Research Center of Modernization of Traditional Chinese Medicines, Central South University, Changsha, PR China.
Anal Chim Acta. 2011 Nov 7;706(1):97-104. doi: 10.1016/j.aca.2011.08.025. Epub 2011 Sep 12.
Large amounts of data from high-throughput metabolomics experiments become commonly more and more complex, which brings an enormous amount of challenges to existing statistical modeling. Thus there is a need to develop statistically efficient approach for mining the underlying metabolite information contained by metabolomics data under investigation. In the work, we developed a novel kernel Fisher discriminant analysis (KFDA) algorithm by constructing an informative kernel based on decision tree ensemble. The constructed kernel can effectively encode the similarities of metabolomics samples between informative metabolites/biomarkers in specific parts of the measurement space. Simultaneously, informative metabolites or potential biomarkers can be successfully discovered by variable importance ranking in the process of building kernel. Moreover, KFDA can also deal with nonlinear relationship in the metabolomics data by such a kernel to some extent. Finally, two real metabolomics datasets together with a simulated data were used to demonstrate the performance of the proposed approach through the comparison of different approaches.
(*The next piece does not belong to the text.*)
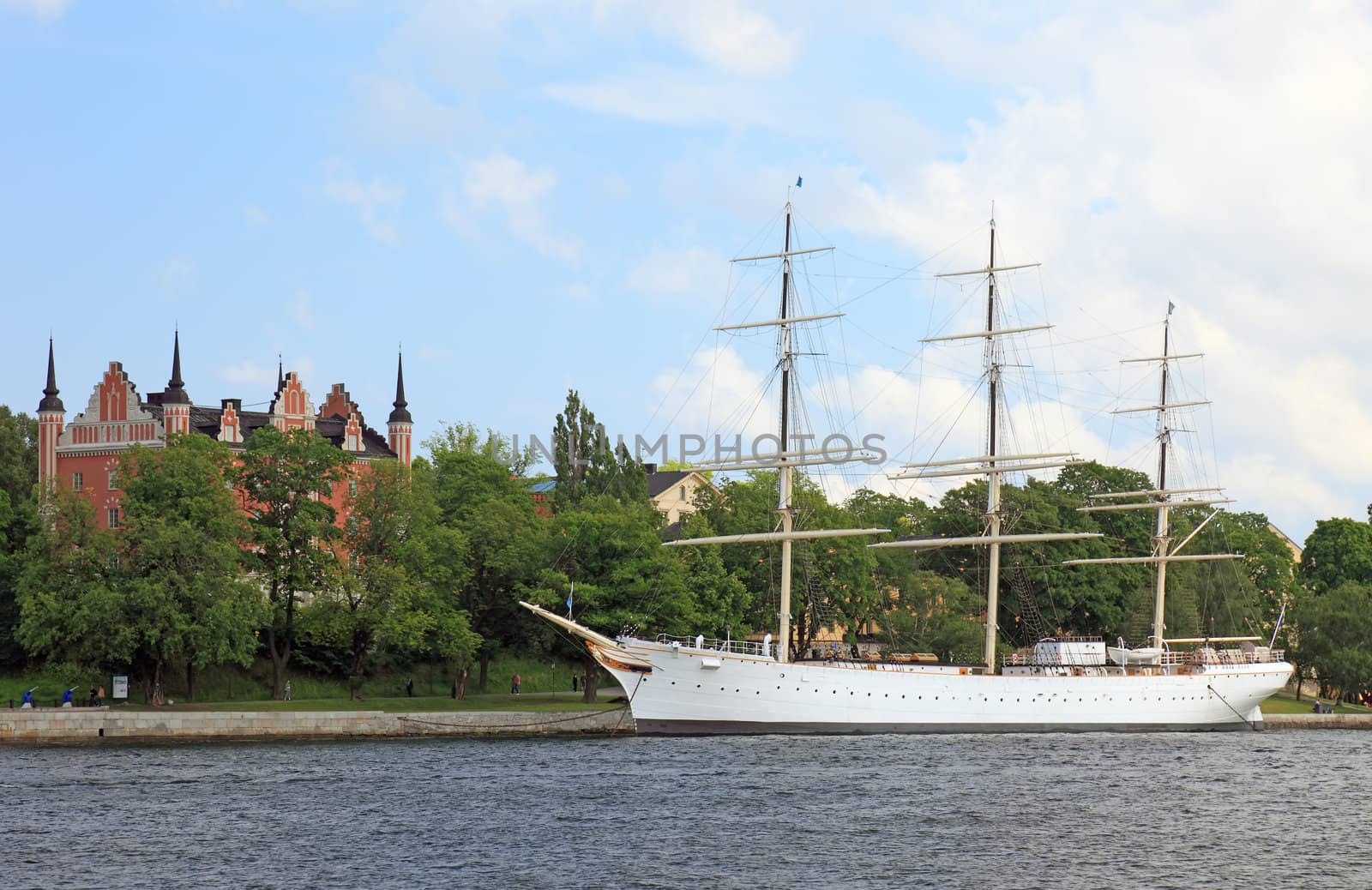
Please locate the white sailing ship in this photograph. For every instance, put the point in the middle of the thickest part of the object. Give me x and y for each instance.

大量来自高通量代谢组学实验的数据变得越来越复杂,这给现有的统计建模带来了巨大的挑战。因此,需要开发一种在统计上有效的方法来挖掘所研究的代谢组学数据中包含的潜在代谢物信息。在这项工作中,我们通过构建基于决策树集成的信息核,开发了一种新的核 Fisher 判别分析(KFDA)算法。所构建的核可以有效地编码代谢组学样本在测量空间特定区域内的信息代谢物/生物标志物之间的相似性。同时,通过构建核的过程中的变量重要性排序,可以成功地发现信息代谢物或潜在的生物标志物。此外,KFDA 还可以通过这种核在一定程度上处理代谢组学数据中的非线性关系。最后,通过比较不同的方法,使用两个真实的代谢组学数据集和一个模拟数据集来验证所提出方法的性能。